Firms that serve corporate clients are no strangers to flat-fee and other non-hourly billing strategies. But more consumer and small business attorneys are finding that client-friendly pricing can be lawyer-friendly as well.
Would you buy a refrigerator from a salesman who told you, “We don’t have a fixed price, and you won’t know what the price is until it’s installed in your house, and you’re legally liable to pay for it.”
Perhaps that sounds ridiculous at first blush. But James Calloway, director of the Management Assistance Program at the Oklahoma Bar Association, draws an analogy to the way legal services are typically priced. “That [scenario] is what, to many clients, the hourly fee sounds like,” says Calloway, co-author of Winning Alternatives to the Billable Hour: Strategies that Work, published by the American Bar Association.
Among the shakeups in the legal market in the wake of the Great Recession has been a trend toward corporate in-house counsel demanding more value from their law firms. The Association of Corporate Counsel in 2012 even began a “Value Challenge” that tracks and rewards firms who deliver the biggest bang for the buck. Alongside that new push have been growing requests for alternatives to the hourly billing method that has been the gold standard in the legal world for decades.
And those requests are not limited to major corporations — small businesses and even consumers want to know upfront how much a given matter will cost them, at least within a modest dollar range. While flat fee and other non-hourly arrangements have been commonplace in cut-and-dried legal areas like tax and estate planning, they’re becoming more common across the practice areas of “Main Street” firms and attorneys.

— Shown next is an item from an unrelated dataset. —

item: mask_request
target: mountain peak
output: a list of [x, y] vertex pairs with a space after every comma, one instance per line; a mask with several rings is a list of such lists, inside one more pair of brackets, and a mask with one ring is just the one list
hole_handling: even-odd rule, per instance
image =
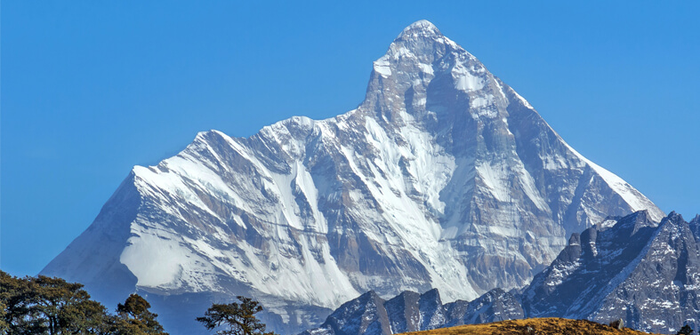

Hourly pricing creates too much of a black box to suit most consumers …
“Law firms have to behave differently from the way they have traditionally,” Calloway says. “The business community, spurred by the events of 2008-2009, is trying to hold the line on outside counsel fees. For people who are living paycheck-to-paycheck – or middle-class people who need a lawyer even though it’s challenging to afford one – there’s an attraction to giving them a fixed fee they can count on.”
Hourly pricing creates too much of a black box to suit most consumers, says Patrick Lamb of Valorem Law Group in Chicago, the author of the recently releasedAlternative Fees for Litigators and their Clients (American Bar Association, 2014). “Even if you quote by the hour, how many hours it’s going to take is always an unknown,” he says. “If you buy a house, your broker’s fee is fixed, and in those cases, most of the time, the lawyer’s fee is fixed. But as you start getting into less pure commodity, form-filling-out kind of work, a lot fewer people are willing to provide fixed pricing.”